A Method With Increased Yield for Production of Polysaccharide-Protein Conjugate Vaccines Using Hydrazide Chemistry
Description of Technology:
Current methods for synthesis and manufacturing of polysaccharide-protein conjugate vaccines employ conjugation reactions with low efficiency (about twenty percent). This means that up to eighty percent of the added activated polysaccharide (PS) is lost. In addition, inclusion of a chromatographic process for purification of the conjugates from unconjugated PS is required.

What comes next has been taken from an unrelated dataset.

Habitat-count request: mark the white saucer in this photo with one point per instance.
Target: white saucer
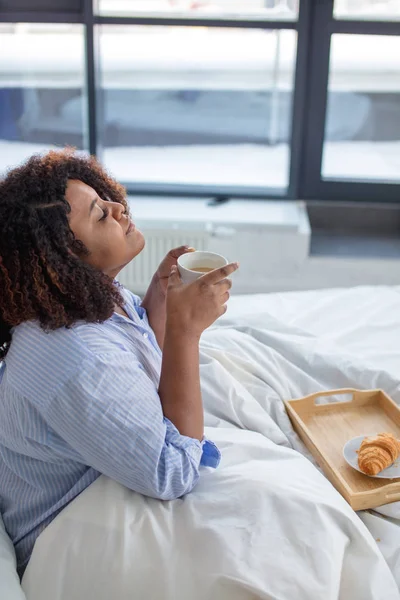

The present invention utilizes the characteristic chemical property of hydrazide groups on one reactant to react with aldehyde groups or cyanate esters on the other reactant with an improved conjugate yield of at least sixty percent. With this conjugation efficiency the leftover unconjugated protein and polysaccharide would not need to be removed and thus the purification process of the conjugate product can be limited to diafiltration to remove the by-products of small molecules. The new conjugation reaction can be carried out within one or two days with reactant concentrations between 1 and 25 mg/mL at PS/protein ratios from 1:2 to 3:1, at temperatures between 4 and 40 degrees Centigrade, and in a pH range of 5.5 to 7.4, optimal conditions varying from PS to PS.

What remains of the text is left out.